Do zdarzenia doszło na ulicy Szujskiego w Tarnowie. Jeden z patroli drogówki zatrzymał do kontroli kierowcę renaulta clio, który przekroczył o 30 km/h dopuszczalną prędkość. Nie miał też zapiętych pasów bezpieczeństwa.
Okazało się, że 35-letni tarnowianin nie miał przy sobie wszystkich wymaganych dokumentów, w dodatku jest poszukiwany przez sąd w celu odbycia kary za niepłacenie grzywny. Jakby tego było mało, samochód był poszukiwany przez sądecką policję.
W trakcie kontroli mężczyzna ignorował polecenia mundurowych. Był agresywny, szarpał się, odpychał i obrażał policjantów.

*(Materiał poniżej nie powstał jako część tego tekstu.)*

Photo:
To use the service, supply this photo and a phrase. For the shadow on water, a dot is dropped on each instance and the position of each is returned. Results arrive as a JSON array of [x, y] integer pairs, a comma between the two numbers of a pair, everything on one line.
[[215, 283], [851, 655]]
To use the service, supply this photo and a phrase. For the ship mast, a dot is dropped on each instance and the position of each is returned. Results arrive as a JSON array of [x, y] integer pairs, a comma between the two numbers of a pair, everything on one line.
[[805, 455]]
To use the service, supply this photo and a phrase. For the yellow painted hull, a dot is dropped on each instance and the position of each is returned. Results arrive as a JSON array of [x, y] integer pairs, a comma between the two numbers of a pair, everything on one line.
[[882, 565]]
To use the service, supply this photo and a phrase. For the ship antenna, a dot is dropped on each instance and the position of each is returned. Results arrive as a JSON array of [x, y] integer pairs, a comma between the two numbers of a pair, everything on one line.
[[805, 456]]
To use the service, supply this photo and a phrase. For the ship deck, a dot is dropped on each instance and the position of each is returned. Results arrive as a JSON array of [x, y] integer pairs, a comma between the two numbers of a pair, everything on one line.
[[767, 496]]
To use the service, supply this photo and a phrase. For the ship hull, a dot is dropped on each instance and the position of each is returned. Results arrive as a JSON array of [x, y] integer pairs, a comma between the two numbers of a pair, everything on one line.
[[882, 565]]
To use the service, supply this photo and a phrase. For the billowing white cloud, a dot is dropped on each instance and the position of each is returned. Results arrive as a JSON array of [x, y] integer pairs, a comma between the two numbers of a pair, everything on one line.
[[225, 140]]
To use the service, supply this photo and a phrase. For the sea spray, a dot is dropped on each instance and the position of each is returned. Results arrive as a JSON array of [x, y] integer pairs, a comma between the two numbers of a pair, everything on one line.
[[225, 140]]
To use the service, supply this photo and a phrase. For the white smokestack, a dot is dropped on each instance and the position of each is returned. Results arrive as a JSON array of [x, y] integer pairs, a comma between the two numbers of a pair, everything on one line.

W trakcie z samochodu wysiadła 25-letnia pasażerka, która również rzuciła się w stronę policjantów, utrudniając im pracę. 35-latek próbował wykorzystać sytuację i uciec. Został jednak złapany.
Po zatrzymaniu udawał napad epilepsji. Na miejscu pojawiła się karetka, która zabrała mężczyznę do szpitala. Tam okazało się, że nic mu nie dolega.
Po opuszczeniu szpitala został zatrzymany w policyjnym areszcie. Trafiła też tam jego 25-letnia partnerka, która również była poszukiwana przez wymiar sprawiedliwości do odbycia kary.
35-latek i jego partnerka usłyszeli zarzuty znieważenia funkcjonariuszy i wywierania wpływu na ich czynności. Grozi im do 5 lat pozbawienia wolności.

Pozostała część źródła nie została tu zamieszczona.